Today’s
Scripture Reading (April 13, 2020): Jeremiah 13
I am a sixty-year-old, heterosexual,
white male. No, this is not my dating profile, it is a partial list of the
things about me that I cannot change. I also have some significant health
challenges, something that I have dealt with most of my life. My health is also
something I am unable to change, although I admit that there have been some
Christians in my life who have thought that that was something that should be
changed. Whether it is through prayer or a change in diet, they have believed
that this could and should be altered. But most of my ailments are hereditary in
nature. While I think that God could heal me if he wanted, I have never felt that that was what he wanted. I am okay with
that.

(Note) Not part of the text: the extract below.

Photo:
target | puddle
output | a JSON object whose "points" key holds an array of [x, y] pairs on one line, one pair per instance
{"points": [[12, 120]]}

I often feel like Paul, who wrote to
the Corinthian Church, “Three
times I pleaded with the Lord to take it away from me. But he said to me, ‘My grace is sufficient for you, for my power is made perfect in
weakness’” (2 Corinthians 12:8-9) And diet is not going to change my genes. So,
my health issues remain things that I cannot change.
And
for the most part, I am comfortable with being me. The theme song of my life
might have been penned best by Jon Bon Jovi
I like the bed I’m sleeping in
It’s just like me, it’s broken in
It’s not old -- just older
Like a favorite pair of torn blue jeans
This skin I’m in it’s alright with me
It’s not old -- just older (Just Older, Jon Bon Jovi).
It’s just like me, it’s broken in
It’s not old -- just older
Like a favorite pair of torn blue jeans
This skin I’m in it’s alright with me
It’s not old -- just older (Just Older, Jon Bon Jovi).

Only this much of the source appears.